普段は制服の上着の代わりに、同じカラーのローブを着ている生徒も多い。
冬になると、制服と同じ様に、ダークグレーにルビーレッドのパイピングと飾りがあり、アカデミーの紋章がルビーレッドで刺繍されているマントがある。
騎士アカデミーは独自に、ルビーレッドのソードベルトがある。これがまた、カッコいい。
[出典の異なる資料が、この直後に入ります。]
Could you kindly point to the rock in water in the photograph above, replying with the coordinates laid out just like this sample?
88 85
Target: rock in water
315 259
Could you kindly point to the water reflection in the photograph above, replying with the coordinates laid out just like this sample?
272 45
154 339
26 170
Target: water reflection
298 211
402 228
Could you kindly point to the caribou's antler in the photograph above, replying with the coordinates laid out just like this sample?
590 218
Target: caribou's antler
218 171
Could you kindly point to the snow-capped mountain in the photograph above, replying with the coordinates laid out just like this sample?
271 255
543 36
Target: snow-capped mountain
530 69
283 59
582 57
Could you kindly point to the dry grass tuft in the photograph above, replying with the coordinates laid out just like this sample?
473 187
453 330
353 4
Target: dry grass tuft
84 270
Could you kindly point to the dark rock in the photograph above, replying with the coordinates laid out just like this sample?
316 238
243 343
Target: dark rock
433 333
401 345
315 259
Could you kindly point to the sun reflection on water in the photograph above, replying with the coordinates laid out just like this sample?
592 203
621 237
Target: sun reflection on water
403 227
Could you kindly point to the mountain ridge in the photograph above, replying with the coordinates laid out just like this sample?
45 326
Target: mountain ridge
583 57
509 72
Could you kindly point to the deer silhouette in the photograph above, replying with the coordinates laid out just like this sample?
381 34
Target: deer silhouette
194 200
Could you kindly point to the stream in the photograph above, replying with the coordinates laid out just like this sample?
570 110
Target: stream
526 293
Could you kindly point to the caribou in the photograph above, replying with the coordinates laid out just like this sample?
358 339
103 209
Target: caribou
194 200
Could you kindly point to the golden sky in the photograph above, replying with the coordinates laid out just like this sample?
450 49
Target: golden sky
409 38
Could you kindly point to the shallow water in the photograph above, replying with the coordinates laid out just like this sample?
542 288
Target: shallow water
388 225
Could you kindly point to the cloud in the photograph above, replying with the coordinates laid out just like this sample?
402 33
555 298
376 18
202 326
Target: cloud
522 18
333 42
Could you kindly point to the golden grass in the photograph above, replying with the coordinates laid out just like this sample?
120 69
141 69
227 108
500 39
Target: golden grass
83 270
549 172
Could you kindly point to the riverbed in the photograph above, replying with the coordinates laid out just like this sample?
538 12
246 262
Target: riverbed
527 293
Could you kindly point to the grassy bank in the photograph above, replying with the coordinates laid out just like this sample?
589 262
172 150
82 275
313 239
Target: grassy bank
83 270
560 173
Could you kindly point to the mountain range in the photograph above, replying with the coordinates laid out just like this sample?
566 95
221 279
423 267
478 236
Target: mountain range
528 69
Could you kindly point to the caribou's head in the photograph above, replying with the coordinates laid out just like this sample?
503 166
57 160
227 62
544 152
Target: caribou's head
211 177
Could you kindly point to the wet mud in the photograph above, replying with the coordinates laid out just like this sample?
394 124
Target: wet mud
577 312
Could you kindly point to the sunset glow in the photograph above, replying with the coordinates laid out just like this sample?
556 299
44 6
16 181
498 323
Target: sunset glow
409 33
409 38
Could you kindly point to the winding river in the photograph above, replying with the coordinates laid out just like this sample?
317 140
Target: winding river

「カッケーな! 騎士アカデミーの制服だ! 俺も行くんだ!」
「アースは、アカデミーに進学希望だったな」
「ああ、レイ。目指せ騎士アカデミー! 目指せ騎士団!」
「ハハハ、頑張れ」
「はい! テュール殿下、有難う御座います!」
この2年で、アースもレイも俺の兄達とは顔見知りになった。二人も慣れたのか、皇子と言ってもそう緊張する事もなくなった。良い事だ。
何より、二人の侯爵家は皇子に取り入ろうとはしない。
息子の友達として、対等に見てくれる。
その事が俺はとても助かっている。
「レイもアカデミーに行くんだろ?」
「ええ、殿下。目指してますよ。僕は、学術アカデミーだな」
レイの言っている、学術アカデミーとは。
史学科、考古学科、地質学科、哲学科、政治学科等、学問全般に研究する事を目的にしたアカデミーだ。
それぞれが専攻を決め、各科に分かれる。
5つあるアカデミーの中で、1番規模が大きい。
アカデミーのカラーは、ロイヤルブルー(濃い紫みの青)だ。
実は、レイは俺の側近にどうかと言う話も出ていた。
しかし、レイの親であるジェフティ侯爵は……
「然るべき家系の、然るべき教育を受けた者が、側近になるのが当然」
と、言って断っている。
俺は、この家系の二人でなかったら、友達にはなれなかったかも知れない。
「リリ殿下はどうすんの?」
「ボク? ボクは、魔術アカデミーかな」
アカデミーカラーは、jet black(漆黒)だ。
卒業後、魔術師団へ入団する為のアカデミーだ。
魔術研究科、魔道具科、錬金術科等、魔術全般に関するアカデミー。
まあ、別に魔術師団に入りたい訳じゃないんだけど。医学に関するアカデミーがないんだよ。ただ、魔術研究科と錬金術科で学ぶ機会がある。
あとは、芸術アカデミーと、建築アカデミーだ。
「なんで医学のアカデミーがないのかなぁ」
「ハハハ、リリはそうだろうね」
「兄上、時間がありませんよ!」
「あ! フォルセ兄さま!」
俺は、やってきたフォルセに向かって手を振る。相変わらず、妖精さんの様に可愛い。
「リリ! 同じ城にいるのに、なかなか会わないね」
「はい、兄さま。学園はお休みですか?」
「リリは休みばかり聞くな」
「テュール兄さま、だっていつもいないから」
「リリ、残念ながら違うんだ。ほら、フィオン姉上の婚姻の時の衣装だよ」
「ああ、昨日ボクも選びました」
「あれ、母上達が張り切っているからな」
「テュール兄さま、本当困ります」
「二人共、仕方ないよ」
「じゃ、リリ行くよ」
「リリ、じゃあね」
「はい、兄さま」
テュールとフォルセは慌てた様子で城に入って行った。
2年前に、フィオンと、辺境伯次男のアルコースとの婚約が正式に発表された。
やっと、今年婚姻だ。母達は、その婚姻式典の為の衣装選びにかなり張り切っている。
因みにアルコースの兄の、アスラールは去年さっさと領地で婚姻している。